Bir varmış, bir yokmuş; Allah’ın kulu çokmuş, develer tellal iken, pireler berber iken, ben anamın beşiğini tıngır mıngır sallar iken bir Keloğlan varmış...
Günlerden bir gün o Keloğlan bu sokak benim, şu sokak senin dolaşırken iki taş arasında bir on para bulur ama ne alsam, ne alsam diye düşünüp durur: “Üzüm alsam, çöpü çıkar! Erik alsam, çekirdeği çıkar! Et alsam, hani ocak? Ot alsam, hani bıçak? İyisi mi, kaygısız başım, ağrısız dişim; leblebi alırım da kütür kütür yerim, artanını da götürür anama veririm!” der, alır leblebiyi, düşer yola... Yine şura senin, bura benim derken varır bir kuyu başına. “Acep ne kuyudur bu kuyu, içilir mi ki suyu?” diye eğilir bakar; amma derinmiş kuyu, görünmez suyu; daha daha eğileyim derken yarım leblebisi suya düşmesin mi? Keloğlan’ın da aklı başından gider:


“A kara kuyu, kara kuyu! Sen esirge benden bir yudum suyu... Sonra dönüp elsiz, ayaksız gel de, al elimden leblebiyi; hoppala yavrum, hoppala!
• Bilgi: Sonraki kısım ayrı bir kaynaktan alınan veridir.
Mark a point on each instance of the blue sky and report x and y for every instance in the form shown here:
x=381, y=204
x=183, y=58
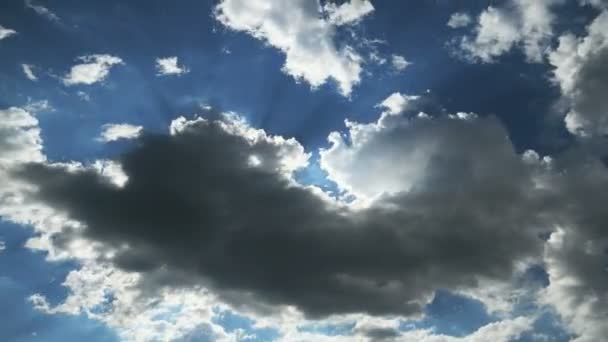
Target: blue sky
x=448, y=156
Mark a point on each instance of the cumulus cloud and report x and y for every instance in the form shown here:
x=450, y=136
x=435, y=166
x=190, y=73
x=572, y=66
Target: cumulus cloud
x=399, y=62
x=523, y=23
x=6, y=32
x=504, y=331
x=93, y=69
x=113, y=132
x=459, y=19
x=19, y=136
x=41, y=10
x=210, y=217
x=348, y=12
x=298, y=29
x=28, y=70
x=581, y=73
x=185, y=222
x=169, y=66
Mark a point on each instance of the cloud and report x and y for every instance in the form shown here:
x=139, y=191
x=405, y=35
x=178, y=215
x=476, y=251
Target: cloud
x=459, y=19
x=39, y=106
x=195, y=210
x=302, y=34
x=575, y=255
x=42, y=11
x=95, y=68
x=523, y=23
x=397, y=103
x=169, y=66
x=29, y=72
x=503, y=331
x=399, y=62
x=186, y=221
x=19, y=137
x=113, y=132
x=580, y=71
x=348, y=12
x=6, y=32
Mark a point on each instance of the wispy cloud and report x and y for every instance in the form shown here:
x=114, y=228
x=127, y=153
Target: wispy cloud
x=95, y=68
x=28, y=70
x=113, y=132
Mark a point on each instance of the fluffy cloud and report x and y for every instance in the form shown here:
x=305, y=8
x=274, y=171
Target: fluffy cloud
x=302, y=34
x=576, y=254
x=113, y=132
x=399, y=62
x=41, y=10
x=458, y=20
x=186, y=222
x=28, y=70
x=6, y=32
x=524, y=23
x=582, y=75
x=19, y=137
x=169, y=66
x=210, y=216
x=348, y=12
x=94, y=68
x=504, y=331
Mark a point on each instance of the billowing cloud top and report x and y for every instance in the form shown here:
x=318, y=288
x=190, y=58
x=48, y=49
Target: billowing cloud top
x=480, y=195
x=94, y=68
x=307, y=39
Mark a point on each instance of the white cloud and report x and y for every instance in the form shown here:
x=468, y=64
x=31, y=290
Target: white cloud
x=459, y=19
x=348, y=12
x=524, y=23
x=503, y=331
x=397, y=103
x=95, y=68
x=297, y=28
x=579, y=70
x=19, y=137
x=399, y=62
x=28, y=70
x=39, y=106
x=83, y=95
x=113, y=132
x=169, y=66
x=6, y=32
x=41, y=10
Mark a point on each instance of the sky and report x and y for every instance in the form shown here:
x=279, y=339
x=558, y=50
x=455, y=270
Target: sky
x=304, y=170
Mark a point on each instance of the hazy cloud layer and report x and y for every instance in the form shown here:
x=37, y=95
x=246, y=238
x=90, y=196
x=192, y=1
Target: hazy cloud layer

Nerdeymiş bu yağ bu yağma? De hadi, verirsen ver leblebimi, yok, yoksa taşım kırar, başını yararım senin!” der, bir söyler ses çıkmaz, iki söyler ses çıkmaz, üçüncüsünde bir Arap bacı çıkar kuyudan: “Ne istiyorsun Keloğlan?” diye sorar... Keloğlan da: “Ne isteyeceğim, leblebimi istiyorum!” der. Arap bacı da. A Keloğlan, yarım leblebin, su perisinin düğününe çerez oldu; koca bir düğün halkı yedi yedi, bitmedi, hâlâ da yiyip duruyorlar; eksik, artık helal et! Onun yerine sana öyle bir sofra getirdim, öyle bir sofra getirdim ki, açıl sofram açıl!’ dersin, açılır; yersin, içersin; sana da yeter, ona da yeter; ne tükenir, ne biter. Sonra ‘kapan sofram, kapan!’ dersin kapanır” der, demesiyle kaybolması da bir olur Arabın... Keloğlan, “Bak hele şu kısmete, insanın kaşığına nasıl da çıkıyor!” diye düşünür, sofrayı omzuna vurup eve döner.
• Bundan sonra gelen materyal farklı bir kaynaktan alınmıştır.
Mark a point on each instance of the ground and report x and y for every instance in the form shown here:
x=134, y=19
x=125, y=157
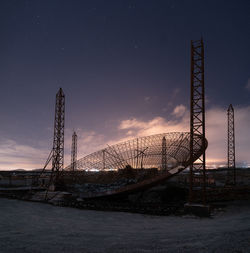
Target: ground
x=36, y=227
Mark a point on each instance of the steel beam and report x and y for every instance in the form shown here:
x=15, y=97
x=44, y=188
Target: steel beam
x=197, y=117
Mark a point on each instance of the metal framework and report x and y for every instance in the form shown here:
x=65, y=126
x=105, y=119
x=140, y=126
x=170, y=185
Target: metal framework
x=197, y=116
x=150, y=156
x=58, y=143
x=231, y=145
x=74, y=151
x=164, y=153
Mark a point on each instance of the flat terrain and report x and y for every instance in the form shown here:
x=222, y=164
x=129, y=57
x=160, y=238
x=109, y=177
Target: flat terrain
x=36, y=227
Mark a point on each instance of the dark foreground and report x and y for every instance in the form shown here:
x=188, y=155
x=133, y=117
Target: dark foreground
x=36, y=227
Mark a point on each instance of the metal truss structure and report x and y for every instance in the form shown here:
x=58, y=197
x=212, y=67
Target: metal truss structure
x=58, y=143
x=197, y=116
x=231, y=146
x=164, y=153
x=74, y=151
x=145, y=152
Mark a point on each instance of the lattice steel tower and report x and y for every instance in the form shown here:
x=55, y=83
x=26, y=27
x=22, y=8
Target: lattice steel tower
x=58, y=143
x=164, y=154
x=231, y=145
x=197, y=116
x=74, y=151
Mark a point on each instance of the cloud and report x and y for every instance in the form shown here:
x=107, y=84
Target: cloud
x=14, y=155
x=216, y=132
x=179, y=111
x=248, y=84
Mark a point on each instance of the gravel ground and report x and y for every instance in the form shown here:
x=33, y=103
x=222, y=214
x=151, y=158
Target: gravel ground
x=36, y=227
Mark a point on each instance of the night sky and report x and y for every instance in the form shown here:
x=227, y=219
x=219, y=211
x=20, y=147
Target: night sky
x=124, y=67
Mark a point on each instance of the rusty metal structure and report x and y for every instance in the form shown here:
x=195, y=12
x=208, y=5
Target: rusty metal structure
x=231, y=146
x=164, y=153
x=197, y=117
x=74, y=151
x=115, y=157
x=58, y=142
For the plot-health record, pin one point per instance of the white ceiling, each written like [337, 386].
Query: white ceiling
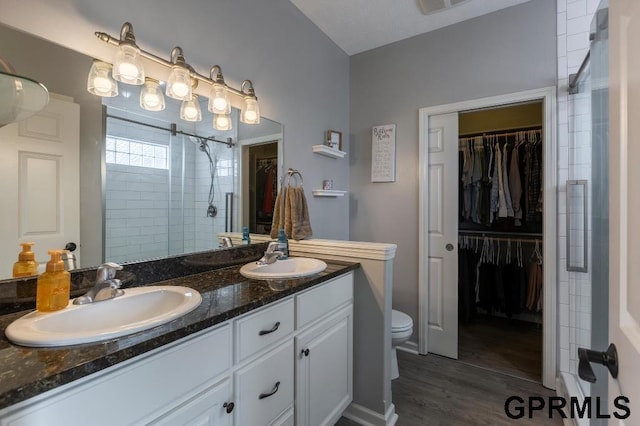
[360, 25]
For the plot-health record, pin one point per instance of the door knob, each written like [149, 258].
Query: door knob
[586, 356]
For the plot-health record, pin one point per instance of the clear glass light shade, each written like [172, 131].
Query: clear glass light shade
[151, 97]
[179, 83]
[127, 67]
[190, 110]
[250, 113]
[218, 100]
[222, 122]
[99, 82]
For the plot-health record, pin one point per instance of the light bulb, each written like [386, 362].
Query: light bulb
[99, 82]
[218, 100]
[179, 83]
[220, 104]
[127, 67]
[102, 85]
[151, 97]
[180, 89]
[222, 122]
[190, 110]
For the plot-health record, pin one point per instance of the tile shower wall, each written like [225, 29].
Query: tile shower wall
[137, 201]
[574, 162]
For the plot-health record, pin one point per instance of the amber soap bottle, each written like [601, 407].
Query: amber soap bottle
[26, 265]
[54, 285]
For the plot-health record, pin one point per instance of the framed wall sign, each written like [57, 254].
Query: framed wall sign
[383, 153]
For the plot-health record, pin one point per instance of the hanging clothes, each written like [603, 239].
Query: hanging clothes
[493, 278]
[501, 180]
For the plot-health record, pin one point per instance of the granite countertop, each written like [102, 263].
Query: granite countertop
[26, 372]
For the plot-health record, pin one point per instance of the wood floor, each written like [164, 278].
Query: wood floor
[434, 391]
[496, 361]
[497, 344]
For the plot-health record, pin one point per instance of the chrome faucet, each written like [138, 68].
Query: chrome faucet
[107, 286]
[225, 242]
[274, 251]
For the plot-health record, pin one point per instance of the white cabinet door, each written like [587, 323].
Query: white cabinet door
[212, 407]
[324, 370]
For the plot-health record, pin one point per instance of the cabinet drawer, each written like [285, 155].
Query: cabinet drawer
[323, 299]
[257, 331]
[265, 387]
[206, 408]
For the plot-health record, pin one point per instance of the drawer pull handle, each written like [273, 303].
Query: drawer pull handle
[275, 327]
[268, 394]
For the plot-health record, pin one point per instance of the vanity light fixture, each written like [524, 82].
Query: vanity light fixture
[179, 82]
[222, 122]
[190, 110]
[151, 97]
[100, 82]
[218, 101]
[250, 113]
[127, 66]
[183, 79]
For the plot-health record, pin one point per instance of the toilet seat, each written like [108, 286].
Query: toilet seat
[400, 322]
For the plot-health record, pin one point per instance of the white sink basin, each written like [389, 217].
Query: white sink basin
[140, 308]
[294, 267]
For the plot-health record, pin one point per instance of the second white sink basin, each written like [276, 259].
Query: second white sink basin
[294, 267]
[140, 308]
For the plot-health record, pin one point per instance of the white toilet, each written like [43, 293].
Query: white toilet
[401, 330]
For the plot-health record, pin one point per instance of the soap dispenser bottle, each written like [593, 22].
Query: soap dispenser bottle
[26, 265]
[246, 238]
[283, 245]
[54, 285]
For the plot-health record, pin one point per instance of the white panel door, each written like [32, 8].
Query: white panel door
[624, 246]
[443, 235]
[39, 163]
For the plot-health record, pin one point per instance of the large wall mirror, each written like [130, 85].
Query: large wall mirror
[145, 191]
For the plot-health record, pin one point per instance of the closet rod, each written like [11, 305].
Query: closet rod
[470, 232]
[505, 132]
[513, 239]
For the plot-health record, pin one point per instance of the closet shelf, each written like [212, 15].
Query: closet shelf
[327, 151]
[328, 193]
Çındılpıt deyip kapıdan girince, anası onu şöyle bir tepeden tırnağa süzer, sonra ağız, dilden söz açıp: “Ne o yine Keloğlan, ağzın kulağına varıyor?” diye sorar. Keloğlan anasının sözünü ağzında kor: “Açıl sofram açıl!” der demez, önlerine öyle bir sofra açılır, öyle bir sofra açılır ki... Çeşit çeşit yemekler; baklavalar, börekler... Bu defa da anasının ağzı kulaklarına varır; yerler yerler bitmez, içerler içerler tükenmez, sonra “Kapan sofram, kapan!” der Keloğlan, kapanır sofra!
Bir gün böyle, beş gün böyle, “Açıl sofram açıl! Kapan sofram kapan!” Ne od istiyor, ne ocak; ne kaşık istiyor, ne çanak...
Günlerden bir gün Keloğlan, anasının karşısına dikilir; .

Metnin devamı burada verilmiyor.